Tunisia Salafists Vow to Meet in Defiance of Ban
Tunisia's hardline Salafist movement Ansar al-Sharia vowed on Thursday to go ahead with its annual congress at the weekend in defiance of a government ban on the controversial gathering.
"We are not asking permission from the government to preach the word of God and we warn against any police intervention to prevent the congress from taking place," spokesman Seifeddine Rais told a news conference in Tunis.
"The government will be responsible for any drop of blood spill," he said, adding that more than 40,000 people were expected at the Sunday gathering, the group's third, in the historic central city of Kairouan.
Prime Minister "Ali Larayedh will answer for his policies before God," Rais said, adding that "the Salafist movement is the object of systematic discrimination."
Rais said even youths who did not belong to the Salafist movement planned to attend Sunday's meeting to "condemn the oppression."
Salafists advocate an ultra-conservative brand of Sunni Islam, and Ansar al-Sharia is considered the most radical of the extremist groups that emerged in Tunisia after the revolution.
Since the January 2011 revolution that overthrew Zine El Abidine Ben Ali, Tunisian security has been severely challenged by the rise of militant Islamists, who are blamed for a wave of violence across the country.
Thousands attended the movement's congress in 2012, some in Afghan military garb, waving swords and chanting slogans that included: "We are all children of Osama (bin Laden)," the assassinated founder of al-Qaida.
In recent months, the government has hardened its stance towards the extremists, after the ruling Islamist party Ennahda was heavily criticized for failing to rein them in.
The interior ministry recently made it obligatory for political parties and associations to obtain permission for all public activity.
Ennahda leader Rached Ghannouchi said on Wednesday that the government had banned the Kairouan gathering this year because organizers did not get permission as required by law.
"The authorities must apply the law without distinction. We support the firmness of the government in applying the law for all," Ghannouchi said, while also condemning the use of violence in the name of Islam.
He revealed that Salafists had killed a Tunisian police officer earlier this month in a district in southern Tunis following a fatwa, or religious decree, issued by their imam.
The victim was slaughtered, stripped and hidden in a mosque in the Jebel Jelloud area overnight.
Ghannouchi blasted the Salafist groups for their silence over the murder.
He said violence perpetrated in the name of religion was "the worst kind," and had "no legitimacy" in Islam, signalling a shift in his party's position regarding extremist groups, with whom it previously favored dialogue.

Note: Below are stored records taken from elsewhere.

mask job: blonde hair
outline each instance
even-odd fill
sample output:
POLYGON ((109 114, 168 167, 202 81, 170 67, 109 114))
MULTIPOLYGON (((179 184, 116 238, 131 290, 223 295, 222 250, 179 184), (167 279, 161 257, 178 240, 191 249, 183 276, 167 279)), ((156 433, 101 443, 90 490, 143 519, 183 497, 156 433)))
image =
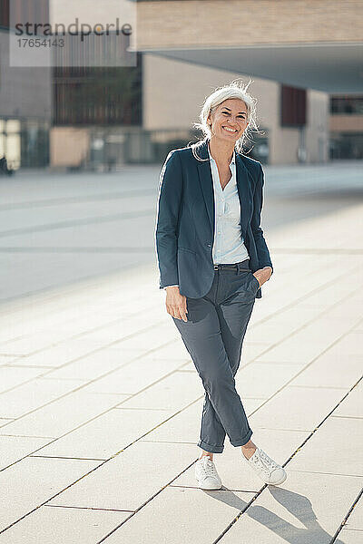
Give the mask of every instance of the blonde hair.
MULTIPOLYGON (((205 142, 208 139, 211 137, 211 127, 207 122, 207 119, 210 114, 213 113, 216 108, 221 104, 225 100, 230 98, 239 98, 243 101, 246 104, 247 108, 247 127, 243 131, 241 137, 237 140, 234 149, 239 153, 243 153, 243 147, 246 140, 250 140, 250 133, 252 131, 260 132, 259 127, 257 124, 256 119, 256 103, 257 100, 253 98, 250 92, 247 92, 248 87, 251 83, 251 80, 244 85, 242 82, 240 82, 238 79, 233 80, 228 85, 223 85, 222 87, 217 87, 217 89, 208 96, 203 102, 201 107, 201 111, 199 116, 200 122, 194 122, 193 127, 201 130, 203 134, 203 140, 200 140, 195 143, 192 143, 190 147, 191 148, 191 151, 195 159, 197 160, 208 160, 209 159, 201 159, 197 154, 197 149, 201 146, 201 143, 205 142)), ((189 144, 188 144, 189 146, 189 144)))

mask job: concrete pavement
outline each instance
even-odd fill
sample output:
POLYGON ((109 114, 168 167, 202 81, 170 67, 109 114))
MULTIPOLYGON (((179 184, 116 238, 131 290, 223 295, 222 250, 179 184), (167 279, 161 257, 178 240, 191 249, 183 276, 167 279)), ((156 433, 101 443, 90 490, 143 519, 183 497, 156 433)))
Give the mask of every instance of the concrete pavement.
POLYGON ((1 544, 356 544, 363 539, 363 205, 266 231, 236 376, 264 486, 226 439, 196 488, 203 389, 155 263, 0 311, 1 544))

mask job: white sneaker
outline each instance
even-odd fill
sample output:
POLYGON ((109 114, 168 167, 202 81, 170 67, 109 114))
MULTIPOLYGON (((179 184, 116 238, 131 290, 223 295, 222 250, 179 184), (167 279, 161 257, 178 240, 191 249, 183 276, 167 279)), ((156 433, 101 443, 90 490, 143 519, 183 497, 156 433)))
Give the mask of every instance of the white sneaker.
POLYGON ((256 452, 250 459, 247 459, 243 452, 242 457, 265 483, 279 485, 285 481, 287 478, 285 469, 269 457, 260 448, 256 448, 256 452))
POLYGON ((201 490, 220 490, 221 481, 214 466, 214 462, 203 455, 195 463, 195 478, 201 490))

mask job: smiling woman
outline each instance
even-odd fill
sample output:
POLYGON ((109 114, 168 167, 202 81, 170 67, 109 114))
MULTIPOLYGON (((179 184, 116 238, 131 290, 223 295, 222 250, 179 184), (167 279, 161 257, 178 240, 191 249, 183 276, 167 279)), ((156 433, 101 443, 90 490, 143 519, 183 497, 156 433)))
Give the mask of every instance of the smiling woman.
POLYGON ((265 483, 286 479, 250 440, 234 381, 255 299, 272 274, 260 228, 262 167, 242 152, 247 131, 256 126, 255 102, 237 83, 217 89, 197 124, 205 139, 172 151, 160 178, 160 287, 205 389, 195 465, 205 490, 221 487, 212 457, 223 451, 226 434, 265 483))

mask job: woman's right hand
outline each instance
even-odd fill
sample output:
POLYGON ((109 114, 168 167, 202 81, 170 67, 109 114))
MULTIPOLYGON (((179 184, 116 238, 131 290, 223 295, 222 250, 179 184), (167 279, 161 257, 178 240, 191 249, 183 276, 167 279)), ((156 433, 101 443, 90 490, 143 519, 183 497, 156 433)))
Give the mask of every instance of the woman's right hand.
POLYGON ((186 314, 187 310, 187 297, 184 295, 181 295, 178 286, 172 286, 166 287, 166 311, 168 314, 176 317, 176 319, 182 319, 188 321, 186 314))

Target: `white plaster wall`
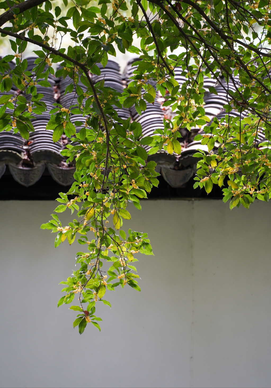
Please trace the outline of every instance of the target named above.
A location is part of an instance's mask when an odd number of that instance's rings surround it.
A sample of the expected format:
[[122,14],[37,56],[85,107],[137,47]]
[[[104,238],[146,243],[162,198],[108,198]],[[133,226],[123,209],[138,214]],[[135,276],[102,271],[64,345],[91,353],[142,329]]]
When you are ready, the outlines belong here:
[[80,336],[57,305],[82,246],[39,229],[53,202],[0,202],[1,387],[271,386],[271,204],[142,205],[125,224],[155,255],[138,255],[142,291],[107,291]]

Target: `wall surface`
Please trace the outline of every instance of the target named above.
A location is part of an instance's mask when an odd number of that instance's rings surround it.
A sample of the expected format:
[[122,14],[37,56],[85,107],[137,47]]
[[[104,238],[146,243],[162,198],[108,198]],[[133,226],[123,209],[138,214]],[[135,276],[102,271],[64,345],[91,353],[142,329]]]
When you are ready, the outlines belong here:
[[107,291],[80,336],[57,305],[82,246],[39,229],[53,202],[0,202],[0,386],[271,386],[271,203],[142,205],[124,224],[155,255],[138,255],[141,292]]

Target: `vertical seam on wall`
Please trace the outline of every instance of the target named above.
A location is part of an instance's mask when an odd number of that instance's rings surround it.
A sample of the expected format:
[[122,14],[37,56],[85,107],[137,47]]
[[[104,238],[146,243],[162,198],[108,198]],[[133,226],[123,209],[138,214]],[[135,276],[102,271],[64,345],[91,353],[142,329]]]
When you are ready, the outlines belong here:
[[191,281],[192,281],[192,321],[191,329],[191,341],[190,341],[190,386],[194,386],[194,238],[195,235],[195,217],[194,208],[194,198],[191,201]]

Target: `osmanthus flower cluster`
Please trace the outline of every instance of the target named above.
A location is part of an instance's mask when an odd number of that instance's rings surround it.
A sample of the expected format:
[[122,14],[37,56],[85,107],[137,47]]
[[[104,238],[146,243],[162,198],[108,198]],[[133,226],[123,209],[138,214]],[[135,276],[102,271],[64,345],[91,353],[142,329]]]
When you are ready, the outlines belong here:
[[[134,255],[152,255],[152,248],[146,233],[130,230],[126,236],[123,219],[131,218],[128,203],[140,209],[140,199],[158,184],[156,163],[148,162],[148,156],[180,154],[182,128],[197,130],[194,140],[201,141],[194,155],[196,186],[204,186],[209,193],[213,184],[226,185],[224,200],[231,199],[231,208],[241,204],[248,208],[256,197],[268,200],[271,6],[269,0],[0,2],[0,33],[14,52],[0,61],[0,131],[12,129],[28,139],[34,114],[47,109],[37,87],[51,87],[52,64],[58,64],[57,77],[70,79],[65,93],[73,94],[72,102],[68,106],[56,102],[47,128],[53,131],[54,141],[63,133],[70,139],[62,153],[76,166],[75,180],[68,192],[60,194],[52,219],[42,227],[57,233],[56,247],[66,239],[72,244],[77,233],[87,251],[78,253],[80,267],[62,282],[66,294],[59,302],[68,304],[78,296],[78,304],[70,308],[79,312],[73,325],[80,333],[87,322],[100,328],[95,303],[99,298],[110,305],[103,299],[107,289],[128,284],[140,290]],[[61,45],[65,35],[73,42],[67,49]],[[133,44],[136,38],[140,48]],[[32,72],[23,57],[29,43],[37,48]],[[116,47],[138,57],[122,93],[103,81],[94,84],[92,75],[100,74],[97,64],[105,67],[108,55],[116,55]],[[184,80],[181,85],[177,68]],[[217,83],[208,90],[206,77]],[[204,99],[218,89],[227,102],[220,121],[206,113]],[[144,137],[139,123],[124,120],[118,112],[134,106],[140,115],[157,93],[175,115],[165,119],[163,129]],[[71,121],[73,114],[85,119],[80,131],[81,121]],[[203,152],[206,145],[208,152]],[[63,226],[57,215],[67,208],[76,215]]]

Separately, at the end of April the army intensified its hunt for two al-Qaida-linked groups of armed jihadists hiding on the border with Algeria, in an operation that has wounded at least 16 members of the security forces, some seriously.
Ansar al-Sharia's spokesman denied on Thursday any connection between his group and the jihadists being pursued by the army.
The group's fugitive leader Abu Iyadh, a former Al-Qaeda combatant in Afghanistan, is accused of orchestrating numerous acts of violence, including an attack on the U.S. embassy last September that left four Islamists dead.
Interior Minister Lotfi Ben Jeddou, an independent in the ruling coalition, said last week that he would bring to justice "anyone inciting to murder or hatred... or who pitches tents for preaching in," in a clear reference to the radical Islamists.
At the weekend, police fired tear gas in the capital and took steps elsewhere around the country to disperse Salafist groups trying to set up tents in which to preach and disseminate their ideas.